Ein ähnlicher Unterschied lässt sich bei der wichtigen Frage beobachten, wie Russen eigentlich zur Demokratie stehen. Lediglich jeder Zweite glaubt, dass es seinen Mitbürgern wichtig ist, dass in ihrem Land Demokratie herrscht. Demgegenüber geben 64 Prozent der Befragten an, dass Demokratie in Russland für sie persönlich wichtig sei.
Unverändert ist die Einstellung der Russen zur Homosexualität. Zwei Drittel wollen ihre Kinder nicht von einem schwulen Lehrer unterrichten lassen, selbst wenn dieser sehr beliebt ist.
Eine Einordnung
Wie lassen sich die Antworten der Russen interpretieren?
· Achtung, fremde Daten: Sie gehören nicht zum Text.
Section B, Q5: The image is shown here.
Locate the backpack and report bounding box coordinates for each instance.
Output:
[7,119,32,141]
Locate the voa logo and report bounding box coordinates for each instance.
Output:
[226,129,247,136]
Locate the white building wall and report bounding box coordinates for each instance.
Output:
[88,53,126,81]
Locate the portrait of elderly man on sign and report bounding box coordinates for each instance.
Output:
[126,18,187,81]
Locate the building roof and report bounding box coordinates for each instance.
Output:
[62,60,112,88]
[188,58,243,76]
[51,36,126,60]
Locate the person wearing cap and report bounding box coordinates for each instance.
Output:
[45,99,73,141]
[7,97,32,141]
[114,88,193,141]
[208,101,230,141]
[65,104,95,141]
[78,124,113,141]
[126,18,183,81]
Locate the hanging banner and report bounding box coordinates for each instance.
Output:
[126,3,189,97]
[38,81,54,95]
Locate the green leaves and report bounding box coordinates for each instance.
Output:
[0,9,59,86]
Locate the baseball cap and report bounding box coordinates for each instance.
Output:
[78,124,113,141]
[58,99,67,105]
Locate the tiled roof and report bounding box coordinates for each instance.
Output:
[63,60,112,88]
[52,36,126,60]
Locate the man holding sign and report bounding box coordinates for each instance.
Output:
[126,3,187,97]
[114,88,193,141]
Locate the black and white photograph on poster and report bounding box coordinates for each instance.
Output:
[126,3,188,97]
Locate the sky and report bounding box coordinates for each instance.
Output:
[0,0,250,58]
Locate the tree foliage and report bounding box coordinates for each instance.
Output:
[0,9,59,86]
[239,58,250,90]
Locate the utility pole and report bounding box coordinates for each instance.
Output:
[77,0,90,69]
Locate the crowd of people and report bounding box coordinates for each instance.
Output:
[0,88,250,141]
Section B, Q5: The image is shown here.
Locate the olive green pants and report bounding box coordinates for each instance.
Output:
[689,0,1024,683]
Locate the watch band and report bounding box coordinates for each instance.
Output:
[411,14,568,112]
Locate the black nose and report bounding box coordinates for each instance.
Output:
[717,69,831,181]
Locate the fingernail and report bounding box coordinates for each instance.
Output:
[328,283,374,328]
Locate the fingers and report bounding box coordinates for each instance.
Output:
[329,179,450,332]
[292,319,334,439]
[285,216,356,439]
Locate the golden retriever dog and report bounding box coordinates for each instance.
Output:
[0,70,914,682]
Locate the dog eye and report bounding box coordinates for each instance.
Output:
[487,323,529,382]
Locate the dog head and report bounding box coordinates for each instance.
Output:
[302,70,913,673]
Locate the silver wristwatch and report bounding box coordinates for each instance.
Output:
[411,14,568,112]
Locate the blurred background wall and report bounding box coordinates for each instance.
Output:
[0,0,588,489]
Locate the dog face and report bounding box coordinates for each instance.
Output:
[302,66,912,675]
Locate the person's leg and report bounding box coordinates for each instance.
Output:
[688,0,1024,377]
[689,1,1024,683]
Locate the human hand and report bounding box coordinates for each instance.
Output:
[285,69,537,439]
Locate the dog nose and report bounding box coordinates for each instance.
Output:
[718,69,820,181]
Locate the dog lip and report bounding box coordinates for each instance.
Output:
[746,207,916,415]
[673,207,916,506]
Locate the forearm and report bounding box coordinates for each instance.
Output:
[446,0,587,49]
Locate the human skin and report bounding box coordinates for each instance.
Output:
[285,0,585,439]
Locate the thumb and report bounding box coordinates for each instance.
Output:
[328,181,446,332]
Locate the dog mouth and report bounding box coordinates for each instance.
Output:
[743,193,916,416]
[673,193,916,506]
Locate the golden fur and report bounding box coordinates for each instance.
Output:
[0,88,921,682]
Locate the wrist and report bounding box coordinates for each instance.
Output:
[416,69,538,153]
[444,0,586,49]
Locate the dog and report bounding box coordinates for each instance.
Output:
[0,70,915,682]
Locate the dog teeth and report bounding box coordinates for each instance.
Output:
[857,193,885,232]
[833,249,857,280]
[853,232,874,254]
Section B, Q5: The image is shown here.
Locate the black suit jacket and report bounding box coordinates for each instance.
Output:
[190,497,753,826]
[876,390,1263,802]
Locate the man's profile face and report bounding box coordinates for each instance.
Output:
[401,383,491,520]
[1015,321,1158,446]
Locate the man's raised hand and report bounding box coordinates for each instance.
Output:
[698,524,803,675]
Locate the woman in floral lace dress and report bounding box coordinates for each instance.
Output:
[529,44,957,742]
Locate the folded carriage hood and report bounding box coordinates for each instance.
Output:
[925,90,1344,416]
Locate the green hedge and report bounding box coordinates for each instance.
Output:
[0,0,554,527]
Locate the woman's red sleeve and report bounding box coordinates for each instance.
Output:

Der Soziologe Dmitrij Rogosin, der die Umfrage im Auftrag der Friedrich-Naumann-Stiftung durchführte, findet, dass die Zustimmung zu Freiheit und Demokratie hoch seien, gerade im Vergleich zu einer ähnlichen Umfrage, die im Jahr 2016 durchgeführt wurde.
Julius von Freytag-Loringhoven weist jedoch darauf hin, dass die positiven Antworten nicht unbedingt ein Ausdruck eines gesteigerten Freiheitsgefühls der Russen seien. „Wer die russische Innenpolitik der letzten zwölf Monate verfolgt hat, weiß, dass der Druck auf Opposition und Andersdenkende gestiegen ist“.
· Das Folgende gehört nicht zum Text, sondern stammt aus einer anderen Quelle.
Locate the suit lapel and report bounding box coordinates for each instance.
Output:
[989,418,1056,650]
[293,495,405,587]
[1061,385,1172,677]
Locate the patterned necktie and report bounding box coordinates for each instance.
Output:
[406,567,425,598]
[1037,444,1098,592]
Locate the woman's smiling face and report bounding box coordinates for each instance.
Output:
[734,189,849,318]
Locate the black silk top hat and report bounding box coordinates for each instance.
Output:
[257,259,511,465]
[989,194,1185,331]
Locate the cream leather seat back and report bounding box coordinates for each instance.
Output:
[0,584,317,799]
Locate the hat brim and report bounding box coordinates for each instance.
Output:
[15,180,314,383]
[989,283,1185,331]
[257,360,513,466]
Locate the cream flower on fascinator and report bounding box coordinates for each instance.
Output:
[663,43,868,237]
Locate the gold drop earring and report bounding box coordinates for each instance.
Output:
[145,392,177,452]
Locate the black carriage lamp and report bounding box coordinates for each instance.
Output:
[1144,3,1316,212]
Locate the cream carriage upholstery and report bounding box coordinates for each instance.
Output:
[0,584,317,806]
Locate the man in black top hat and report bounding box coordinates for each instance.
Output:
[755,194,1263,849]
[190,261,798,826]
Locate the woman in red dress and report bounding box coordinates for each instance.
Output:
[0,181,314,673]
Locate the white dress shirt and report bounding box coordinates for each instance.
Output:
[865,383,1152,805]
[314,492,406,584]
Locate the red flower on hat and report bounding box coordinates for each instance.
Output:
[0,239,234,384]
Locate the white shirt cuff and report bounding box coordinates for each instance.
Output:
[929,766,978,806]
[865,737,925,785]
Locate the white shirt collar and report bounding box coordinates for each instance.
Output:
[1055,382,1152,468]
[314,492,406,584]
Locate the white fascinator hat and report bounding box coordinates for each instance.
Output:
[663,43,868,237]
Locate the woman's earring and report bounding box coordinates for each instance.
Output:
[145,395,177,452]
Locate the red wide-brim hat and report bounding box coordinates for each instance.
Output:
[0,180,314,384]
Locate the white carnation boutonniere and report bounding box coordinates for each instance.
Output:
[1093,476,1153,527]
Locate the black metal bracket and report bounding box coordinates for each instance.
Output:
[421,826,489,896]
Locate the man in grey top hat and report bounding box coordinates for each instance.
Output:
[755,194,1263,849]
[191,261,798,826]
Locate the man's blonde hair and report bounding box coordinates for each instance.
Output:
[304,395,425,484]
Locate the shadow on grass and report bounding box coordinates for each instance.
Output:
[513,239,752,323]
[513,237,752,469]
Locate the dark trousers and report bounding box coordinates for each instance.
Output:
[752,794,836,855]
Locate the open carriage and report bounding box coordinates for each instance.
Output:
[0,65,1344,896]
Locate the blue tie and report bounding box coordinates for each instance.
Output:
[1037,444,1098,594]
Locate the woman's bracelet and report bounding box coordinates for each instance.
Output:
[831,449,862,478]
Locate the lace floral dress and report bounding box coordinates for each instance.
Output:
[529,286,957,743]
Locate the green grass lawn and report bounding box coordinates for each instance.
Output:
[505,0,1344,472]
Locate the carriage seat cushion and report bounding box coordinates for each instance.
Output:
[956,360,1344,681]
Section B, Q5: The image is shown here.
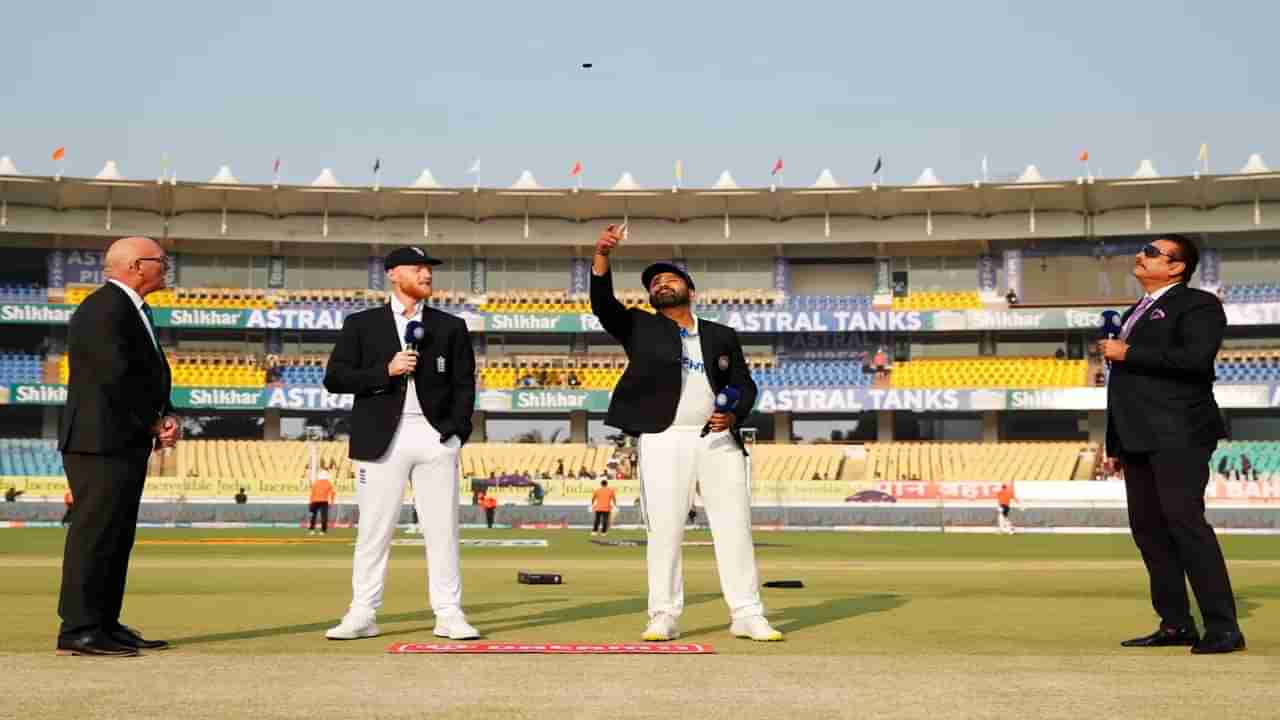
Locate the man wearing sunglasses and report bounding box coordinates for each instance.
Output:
[1098,234,1244,655]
Daher könne man nicht wissen, ob mehr Befragte aus Angst positiver antworten, als sie die Wirklichkeit eigentlich wahrnehmen, so von Freytag-Loringhoven. Eine weitere Problematik von Umfragen in Russland sieht der Leiter der Moskauer Friedrich-Naumann-Stiftung darin, dass sehr viele Menschen hierzulande (ungefähr 40 Prozent) Angst haben Fremden gegenüber ihre Meinung zu äußern. Russland weiß also auch weiterhin zu überraschen.